After last year's WOC I knew that a place on the Long distance's FinalA was reachable and that the Sprint distance would be my main goal, so I worked for it all season long. However, the "Ulkomaalainen" caught a gastroenteritis 36h before the start of the LQ. I had a terrible night watching all the earlyTV Finnish programs and after 24h without eating and without proper medication with me, I had to go to the hospital.
I hate the feeling of "being-supposed-to-run-but-staying-seated-down-clapping-my-hands", but I wasn't able to run the LQ.
In the next day I ran the Sprint qualification (GPS here). I did a big mistake to the 19th but the result suprised me: more than 1min out of the final! I realized that I was fooled by my perceived exertion. I suffered during the race, but that corresponded to a slower speed. My body hadn't recovered and I couldn't give more than I had.
Then, in the relay, I ran the 2nd leg, through a safe and slow performance always by myself (GPS here). I didn't do big mistakes but also didn't go fast enough. Our team, once again, underperformed during the relay.
About the portuguese performance, this was the best WOC ever... a positive sign that our level is rising.

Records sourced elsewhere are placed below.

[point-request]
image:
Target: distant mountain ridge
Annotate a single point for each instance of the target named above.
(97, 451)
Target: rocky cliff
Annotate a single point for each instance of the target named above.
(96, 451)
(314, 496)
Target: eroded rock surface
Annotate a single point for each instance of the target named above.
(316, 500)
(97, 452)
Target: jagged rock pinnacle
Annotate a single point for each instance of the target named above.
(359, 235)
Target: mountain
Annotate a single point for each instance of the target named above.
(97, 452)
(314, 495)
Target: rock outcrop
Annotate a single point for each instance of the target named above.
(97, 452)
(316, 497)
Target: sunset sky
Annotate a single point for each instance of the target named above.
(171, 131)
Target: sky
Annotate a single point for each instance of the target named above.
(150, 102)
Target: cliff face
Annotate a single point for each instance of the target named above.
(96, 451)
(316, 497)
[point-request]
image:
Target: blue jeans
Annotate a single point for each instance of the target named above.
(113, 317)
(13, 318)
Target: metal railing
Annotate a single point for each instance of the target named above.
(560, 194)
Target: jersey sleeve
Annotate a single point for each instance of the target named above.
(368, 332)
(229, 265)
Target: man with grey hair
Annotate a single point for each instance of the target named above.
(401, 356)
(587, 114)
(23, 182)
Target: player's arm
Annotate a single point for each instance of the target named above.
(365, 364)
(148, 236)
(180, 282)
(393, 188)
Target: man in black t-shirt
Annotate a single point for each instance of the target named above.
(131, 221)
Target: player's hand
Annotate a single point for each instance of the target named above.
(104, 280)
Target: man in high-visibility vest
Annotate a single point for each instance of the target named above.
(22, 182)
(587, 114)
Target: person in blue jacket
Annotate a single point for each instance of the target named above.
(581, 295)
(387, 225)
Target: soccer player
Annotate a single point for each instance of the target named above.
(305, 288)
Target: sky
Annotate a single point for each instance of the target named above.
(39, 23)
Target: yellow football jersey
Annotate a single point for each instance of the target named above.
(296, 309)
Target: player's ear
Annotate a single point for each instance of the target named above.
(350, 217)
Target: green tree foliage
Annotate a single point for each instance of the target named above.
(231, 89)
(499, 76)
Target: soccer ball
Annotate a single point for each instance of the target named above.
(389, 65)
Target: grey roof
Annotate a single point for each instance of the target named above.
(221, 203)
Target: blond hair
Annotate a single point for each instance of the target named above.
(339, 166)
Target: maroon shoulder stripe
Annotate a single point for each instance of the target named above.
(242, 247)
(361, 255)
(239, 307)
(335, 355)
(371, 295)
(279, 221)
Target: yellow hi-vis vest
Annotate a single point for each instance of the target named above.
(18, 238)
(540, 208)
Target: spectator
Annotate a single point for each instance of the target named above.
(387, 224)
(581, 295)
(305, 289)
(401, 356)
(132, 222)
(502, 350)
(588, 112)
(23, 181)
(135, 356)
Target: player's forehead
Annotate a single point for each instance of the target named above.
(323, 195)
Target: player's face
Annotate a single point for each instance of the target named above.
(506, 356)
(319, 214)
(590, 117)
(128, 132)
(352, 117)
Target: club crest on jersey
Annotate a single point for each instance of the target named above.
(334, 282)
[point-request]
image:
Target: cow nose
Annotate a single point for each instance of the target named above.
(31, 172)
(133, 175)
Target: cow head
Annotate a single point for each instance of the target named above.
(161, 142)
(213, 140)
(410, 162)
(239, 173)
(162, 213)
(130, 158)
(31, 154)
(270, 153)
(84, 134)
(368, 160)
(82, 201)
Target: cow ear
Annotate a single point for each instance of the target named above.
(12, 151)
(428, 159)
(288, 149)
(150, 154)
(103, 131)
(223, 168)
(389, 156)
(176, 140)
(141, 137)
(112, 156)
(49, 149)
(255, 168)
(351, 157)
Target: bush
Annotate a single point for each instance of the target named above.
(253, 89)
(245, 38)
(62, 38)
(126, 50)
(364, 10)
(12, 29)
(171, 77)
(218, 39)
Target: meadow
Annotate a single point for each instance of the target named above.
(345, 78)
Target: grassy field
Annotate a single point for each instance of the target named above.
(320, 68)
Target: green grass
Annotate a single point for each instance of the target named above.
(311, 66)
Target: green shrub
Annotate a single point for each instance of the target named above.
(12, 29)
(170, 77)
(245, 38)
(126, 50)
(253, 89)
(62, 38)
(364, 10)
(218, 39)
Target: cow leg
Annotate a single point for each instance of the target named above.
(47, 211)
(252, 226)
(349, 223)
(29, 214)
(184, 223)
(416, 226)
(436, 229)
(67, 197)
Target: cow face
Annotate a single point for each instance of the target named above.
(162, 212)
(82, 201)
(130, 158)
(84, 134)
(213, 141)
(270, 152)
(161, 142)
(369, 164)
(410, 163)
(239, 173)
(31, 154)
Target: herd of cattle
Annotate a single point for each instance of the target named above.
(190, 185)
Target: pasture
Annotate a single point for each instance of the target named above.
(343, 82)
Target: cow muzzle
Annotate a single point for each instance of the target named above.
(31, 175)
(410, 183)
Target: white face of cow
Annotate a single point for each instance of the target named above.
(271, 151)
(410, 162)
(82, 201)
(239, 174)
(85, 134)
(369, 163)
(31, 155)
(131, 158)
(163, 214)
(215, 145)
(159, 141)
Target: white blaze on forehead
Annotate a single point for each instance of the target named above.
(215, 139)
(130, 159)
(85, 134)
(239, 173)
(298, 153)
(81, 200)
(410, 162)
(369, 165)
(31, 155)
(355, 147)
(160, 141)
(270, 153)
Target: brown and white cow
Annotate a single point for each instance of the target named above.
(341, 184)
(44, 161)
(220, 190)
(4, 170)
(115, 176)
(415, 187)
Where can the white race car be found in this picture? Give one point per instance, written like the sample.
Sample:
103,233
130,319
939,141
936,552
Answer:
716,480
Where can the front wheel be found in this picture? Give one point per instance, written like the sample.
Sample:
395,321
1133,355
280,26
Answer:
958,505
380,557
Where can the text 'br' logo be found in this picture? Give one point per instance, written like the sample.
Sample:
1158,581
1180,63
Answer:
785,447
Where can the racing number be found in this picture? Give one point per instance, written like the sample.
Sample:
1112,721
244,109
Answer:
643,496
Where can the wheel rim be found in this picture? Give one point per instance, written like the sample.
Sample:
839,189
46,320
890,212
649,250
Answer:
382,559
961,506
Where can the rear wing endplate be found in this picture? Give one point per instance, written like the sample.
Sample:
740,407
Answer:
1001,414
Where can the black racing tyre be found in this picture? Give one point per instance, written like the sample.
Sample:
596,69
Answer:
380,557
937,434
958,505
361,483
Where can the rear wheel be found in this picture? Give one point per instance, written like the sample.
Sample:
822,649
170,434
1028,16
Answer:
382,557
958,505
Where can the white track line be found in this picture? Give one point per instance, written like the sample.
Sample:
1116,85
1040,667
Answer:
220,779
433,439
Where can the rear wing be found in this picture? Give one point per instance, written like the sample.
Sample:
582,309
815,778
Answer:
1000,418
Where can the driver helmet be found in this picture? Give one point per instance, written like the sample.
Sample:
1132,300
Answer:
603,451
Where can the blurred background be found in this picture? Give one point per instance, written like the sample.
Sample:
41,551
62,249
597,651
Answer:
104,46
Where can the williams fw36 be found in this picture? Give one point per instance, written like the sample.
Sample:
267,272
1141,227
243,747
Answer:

Among the genial IOF new rules, Portugal has risen 6 places this year, giving us a place in the 2nd division with 2 places in each final (Table here).
The portuguese team in front of our home with our landlords. New goal in life: cutting wood as that 92-year-old-man.
Wake-up music during the competition days.
What about my future in Orienteering? Right now the future is uncertain.
One part of me tells me that I won't ever have enough free time to invest in a proper amount of map training. That isn't smart to bet everything on a sport which is irrelevant in your country, when the kind of country itself is irrelevant to IOF.
Other part of me tells me that I can't live 1month without missing the feeling of navigating with a map in my hands. That I've been doing Orienteering for so long that a part of me dies if I stop.
I think it's just a matter of tuning the balance.. and that it's important doing it from time to time.
Whichever the case may be, I'm sure of one thing: I can't live without running and I really want to develop my physical capabilities. I think I haven't reached my boundaries and now I have all the proper facilities where I live.
So...what's next? Now I'll rest some days in order to recover from some smaller lesions that have been bothering me lately. Then the O'season dies in Portugal and I'll have from August to December some months full of intense sessions during the week and mountain running races in the weekends... can't wait for it!
P.S.- By the way... after being told dozens of times in the last years (3x this WOC) that I look like Grant Bluett, the Australian orienteer (I don't know him, since he isn't from my generation), I googled him... I might see some similarities, but I still can't understand the phenomenon.